The daughter of Jewish emigrees from Austria, Herzfeld was born and brought up in London. After moving to Edinburgh to study, she qualified from Edinburgh Medical School in 1914, just 22 years after women were formally admitted to the University of Edinburgh for the first time, and 2 years before the Faculty of Medicine admitted women on an entirely equal footing to men.

Committed to Edinburgh

Having made Edinburgh her home, she then spent the majority of her long career in the city, holding several concurrent positions. The first woman house surgeon at the Royal Hospital for Sick Children, and at the Chalmers Hospital, Herzfeld was the first woman to 'take her seat' (become a practising surgeon) in the Royal College of Surgeons.
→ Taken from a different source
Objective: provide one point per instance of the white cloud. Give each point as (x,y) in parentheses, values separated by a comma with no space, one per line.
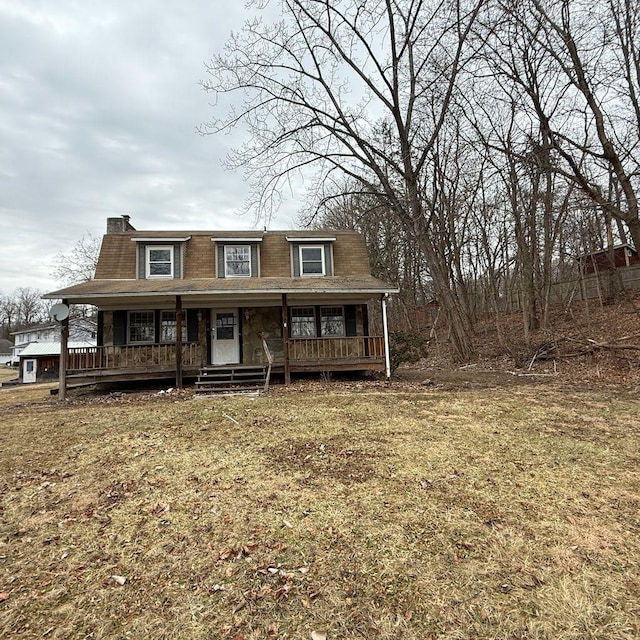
(99,104)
She also worked at the Brunstfield Hospital for Women and Children and was a surgeon to the Edinburgh Orthopaedic Clinic, which she helped to found.

A specialist in the fields of paediatrics and gynaecology, Herzfeld’s surgical responsibilities embraced areas which are now specialties of their own including plastic, orthopaedic, abdominal and neonatal work and the treatment of burns and trauma.

Warmth and wisdom

Herzfeld - or "Gertie", as she was affectionately known was much loved by patients and colleagues alike. Her obituary in the British Medical Journal hailed her as a large woman in heart and mind, praised her warmth, wisdom and skill and fondly remembered the sight of her great figure bending over a tiny neonate, opening and semi-constructing a blind cystic duct, easing a pyloric stenosis, or, later, apposing two raw edges of a minute cleft palate.

Legacy and impact

As well as her long and distinguished surgical career, she also helped to found the Edinburgh School of Chiropody, chaired the Edinburgh branch of the British Medical Association and sat as National President of the Medical Women's Federation.

She served as a medical advisor to various charities, lectured in childhood surgery at her alma mater and, remembering the challenges she had faced as a young female student, promoted the cause of women in medicine. Her interests outside medicine were varied and included being Honorary Vice President of the Society of Women Artists.

Herzfeld's portrait is on display at the Royal College of Surgeons in Edinburgh, and her name is in Edinburgh Council's name bank for future new streets within the city.